Sobre el bien y el mal
Es tan fácil ceder al consuelo del odio. Son tiempos de prueba. Luchemos por fomentar la mejor parte de nosotros
Charles Darwin, el autor de la teoría de la evolución de las especies, quería ser sacerdote. Pero en 1831, a los 22 años, le ofrecieron embarcarse en el pequeño Beagle como naturalista y dar la vuelta al mundo, y aceptó. Cuando regresó, cinco años después, había encontrado pruebas científicas que desmentían por completo la versión bíblica de la creación del mundo, que por entonces se creía a pies juntillas. Empezó a desarrollar su teoría tan aterrado por ella que la mantuvo en completo secreto. Darwin era un hombre bueno y le espantaba que sus descubrimientos pudieran hacer tambalear la fe religiosa en la sociedad, porque pensaba, como muchos otros, que sólo la religión, con sus promesas de premios y castigos, podía reprimir el mal en las personas. Y ya había visto suficiente mal en su viaje del Beagle (genocidio de indios, esclavos torturados) como para aumentarlo. Así que guardó su texto en un cajón hasta que, en 1858, un joven científico le mandó el borrador de una teoría igual a la suya. Darwin se vio forzado a publicar “El origen de las especies” en 1859. Se había pasado 22 años ocultándolo.
Pues bien, ¿saben qué? No ocurrió nada. Quiero decir que el mundo no se arrojó a un abismo de perversión a raíz de aquello. Y la lucha entre el bien y el mal continuó su mismo y tortuoso camino de siempre. Si apuramos, incluso ganó algunos puntos el bien: se abolió la esclavitud, triunfó el sufragio universal, la democracia se extendió por el mundo…
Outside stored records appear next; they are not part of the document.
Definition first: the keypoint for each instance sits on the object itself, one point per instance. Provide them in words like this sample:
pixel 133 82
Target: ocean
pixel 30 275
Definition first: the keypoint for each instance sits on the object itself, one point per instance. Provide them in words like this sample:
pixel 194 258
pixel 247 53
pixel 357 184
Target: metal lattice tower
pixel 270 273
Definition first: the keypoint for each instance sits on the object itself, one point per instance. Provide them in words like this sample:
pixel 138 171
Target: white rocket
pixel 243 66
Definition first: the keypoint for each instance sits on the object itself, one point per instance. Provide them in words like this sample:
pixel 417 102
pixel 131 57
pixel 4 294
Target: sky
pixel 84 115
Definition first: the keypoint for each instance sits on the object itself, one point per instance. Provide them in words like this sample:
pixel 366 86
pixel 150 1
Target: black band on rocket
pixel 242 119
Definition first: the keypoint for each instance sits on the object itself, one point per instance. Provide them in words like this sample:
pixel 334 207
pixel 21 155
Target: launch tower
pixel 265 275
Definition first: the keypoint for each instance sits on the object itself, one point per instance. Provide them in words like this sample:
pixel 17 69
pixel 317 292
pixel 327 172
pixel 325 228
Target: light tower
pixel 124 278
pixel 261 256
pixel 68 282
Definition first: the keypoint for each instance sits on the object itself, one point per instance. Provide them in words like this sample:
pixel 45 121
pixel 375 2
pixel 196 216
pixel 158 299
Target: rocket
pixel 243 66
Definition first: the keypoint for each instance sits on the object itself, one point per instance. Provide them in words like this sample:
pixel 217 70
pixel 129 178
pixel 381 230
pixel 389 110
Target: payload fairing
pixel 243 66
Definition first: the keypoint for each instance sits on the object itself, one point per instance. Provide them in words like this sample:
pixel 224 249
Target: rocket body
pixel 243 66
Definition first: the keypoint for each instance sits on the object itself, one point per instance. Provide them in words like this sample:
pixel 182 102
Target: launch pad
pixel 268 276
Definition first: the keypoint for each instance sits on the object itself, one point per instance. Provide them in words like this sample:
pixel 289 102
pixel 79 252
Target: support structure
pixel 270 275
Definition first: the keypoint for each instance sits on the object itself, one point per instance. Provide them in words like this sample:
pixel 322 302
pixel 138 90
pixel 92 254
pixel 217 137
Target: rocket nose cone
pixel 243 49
Un siglo antes de Darwin, el gran Kant se admiraba de que, en una situación bélica, un soldado fuerte y armado no matara sistemáticamente a todos los ancianos para robarles. Sí, sucedían atrocidades en las guerras, pero por lo general el soldado no los asesinaba, aunque podía y le convenía. De ahí extrajo, en 1785, su imperativo moral categórico, un orden ético que según él todos los individuos poseemos. Yo creo, en efecto, que los humanos tendemos más al bien que al mal. Quizá sea por eficacia genética, porque les sucede a todos los seres vivos. En la naturaleza hay más estrategias de supervivencia basadas en la cooperación que en la depredación. Eso de que el pez grande se come siempre al chico es simplemente mentira; de hecho, hay pececitos que se meten sin riesgo en la boca de los pecezotes para limpiarles los dientes.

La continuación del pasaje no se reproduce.